A) ++ the bare reading of the amended provisions of Rule 5 of First Schedule makes it clear that the profits and gains shall be taken to be the profit before the tax and appropriately disclosed in the P&L Account prepared in accordance with the Insurance Act, 1938 or the Rule made thereunder or the provisions of IRDA Act. There is no dispute that the assessee before us has included the profit on sale of investments in the profit and gain as declared in the accounts prepared in accordance with the provisions of Insurance Act 1938. It is also not the case of the assessee that the profits/gains on sale of investments is not required to be included in the P&L Account prepared in accordance with the provisions of Insurance Act. Therefore, once the profit on sale of investment is required to be included in the P& L account in accordance with the provisions of Insurance Act, then as per the Rule 5 of First Schedule of the I-T Act, no adjustment is required to be made on account of the amount of profits on sale of investment already included in the P&L Account.
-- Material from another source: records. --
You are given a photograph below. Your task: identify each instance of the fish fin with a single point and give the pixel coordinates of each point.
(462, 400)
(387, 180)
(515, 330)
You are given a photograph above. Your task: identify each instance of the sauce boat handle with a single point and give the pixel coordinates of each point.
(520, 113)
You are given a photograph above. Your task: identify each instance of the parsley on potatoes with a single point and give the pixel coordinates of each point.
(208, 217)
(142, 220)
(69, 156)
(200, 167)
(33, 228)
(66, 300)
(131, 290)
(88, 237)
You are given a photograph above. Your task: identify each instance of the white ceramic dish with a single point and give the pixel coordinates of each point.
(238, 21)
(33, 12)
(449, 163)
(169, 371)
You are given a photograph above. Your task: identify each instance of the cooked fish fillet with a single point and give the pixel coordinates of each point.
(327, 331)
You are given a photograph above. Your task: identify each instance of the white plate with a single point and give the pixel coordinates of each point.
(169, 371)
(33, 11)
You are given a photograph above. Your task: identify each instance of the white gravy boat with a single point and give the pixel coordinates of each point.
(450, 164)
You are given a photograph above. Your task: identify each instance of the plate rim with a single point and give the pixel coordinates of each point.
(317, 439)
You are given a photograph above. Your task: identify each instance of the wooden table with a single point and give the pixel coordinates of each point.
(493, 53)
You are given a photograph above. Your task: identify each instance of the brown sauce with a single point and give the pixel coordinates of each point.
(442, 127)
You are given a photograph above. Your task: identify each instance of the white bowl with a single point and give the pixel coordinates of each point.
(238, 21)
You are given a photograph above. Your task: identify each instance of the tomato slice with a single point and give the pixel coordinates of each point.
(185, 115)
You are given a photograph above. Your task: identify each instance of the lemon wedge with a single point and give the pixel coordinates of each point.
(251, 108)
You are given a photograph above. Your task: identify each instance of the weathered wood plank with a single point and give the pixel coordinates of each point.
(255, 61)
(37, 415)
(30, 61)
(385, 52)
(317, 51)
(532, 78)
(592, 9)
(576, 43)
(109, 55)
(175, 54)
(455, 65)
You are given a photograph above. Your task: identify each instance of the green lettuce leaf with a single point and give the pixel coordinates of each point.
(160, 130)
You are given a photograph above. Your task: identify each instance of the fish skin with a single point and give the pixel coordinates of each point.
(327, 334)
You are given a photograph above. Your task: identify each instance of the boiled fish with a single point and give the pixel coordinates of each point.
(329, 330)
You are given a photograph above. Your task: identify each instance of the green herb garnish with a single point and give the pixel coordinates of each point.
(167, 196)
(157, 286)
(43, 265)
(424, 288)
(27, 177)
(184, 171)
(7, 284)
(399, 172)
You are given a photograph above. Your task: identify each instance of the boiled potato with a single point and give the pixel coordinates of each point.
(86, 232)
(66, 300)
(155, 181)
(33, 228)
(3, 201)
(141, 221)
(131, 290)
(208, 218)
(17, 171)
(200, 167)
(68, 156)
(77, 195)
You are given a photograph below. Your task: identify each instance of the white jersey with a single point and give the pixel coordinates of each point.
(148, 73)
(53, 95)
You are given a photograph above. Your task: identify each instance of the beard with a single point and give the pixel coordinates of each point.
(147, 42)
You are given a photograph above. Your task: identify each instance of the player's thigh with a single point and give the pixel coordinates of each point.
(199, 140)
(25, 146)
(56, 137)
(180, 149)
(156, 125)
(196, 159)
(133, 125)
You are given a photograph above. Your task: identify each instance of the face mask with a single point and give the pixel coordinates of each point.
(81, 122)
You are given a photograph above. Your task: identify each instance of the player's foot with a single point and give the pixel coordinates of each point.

Thus, once the assessee has included the gain on sale of investments in the P&L account prepared as per the provisions of the Insurance Act, 1938, then the said amount cannot be reduced while computing the income as per provisions of sec. 44 r.w First Schedule of the IT Act. However, in various cases, the ITAT has taken a view that the amendment vide Finance Act 1988 w.e.f 1.4.89, the sub rule (b) of Rule 5 of First Schedule was omitted with the purpose to grant exemption to the insurance companies with regard to the profit on sale of investments. It has been provided in the circular no.528 dated 16.12.1988 that the loss incurred by the general insurance companies on realization of investment shall not be allowed as deduction in computing the profit chargeable to tax. Since the Tribunal has been taking a consistent view on this issue in a series of decisions, therefore, to maintain the rule of consistency and uniformity on this aspect, the issue is decided in favour of assessee;

B) ++ the proviso to sub. Sec (2) of sec. 211 of the Companies Act creates an exemption of applicability of sub. Sec (2) inter-alia in respect of Insurance companies or banking companies or any other companies engaged in generation and supply of electricity for which a form of profit and loss account has been specified in or under the Act governing such class of company. Even if an Insurance Company does not disclose any matter in the Balance Sheet and P&L account because the same is not required to be disclosed by the Insurance Act shall not be treated as non-disclosure of a true and fair view of the state of affairs of the company as the said condition has been relaxed by sub. sec 5 of sec 211 of the Companies Act. In order to align the provisions of the I-T Act with the Companies Act, an amendment has been brought in to the statute by the Finance Act 2012 whereby sec 115JB has been amended w.e.f 2013 and therefore, prior to 1.4.2013, the amended provisions of sec. 115JB cannot be applied in case of Insurance, banking, electricity, generation and distribution companies and other class of companies, which are not required to prepare their accounts and particularly Balance Sheet and P&L account as per part II & III of Schedule VI of the Companies Act. Thus, when the insurance companies, banking companies and electricity generation and distributions companies are treated in the same class as per the provisions of sec 211 of the Companies Act in preparing their final accounts, then these companies cannot be treated differently for the purpose of sec. 115JB and accordingly, the provisions of sec. 115JB are not applicable in the case of the assessee.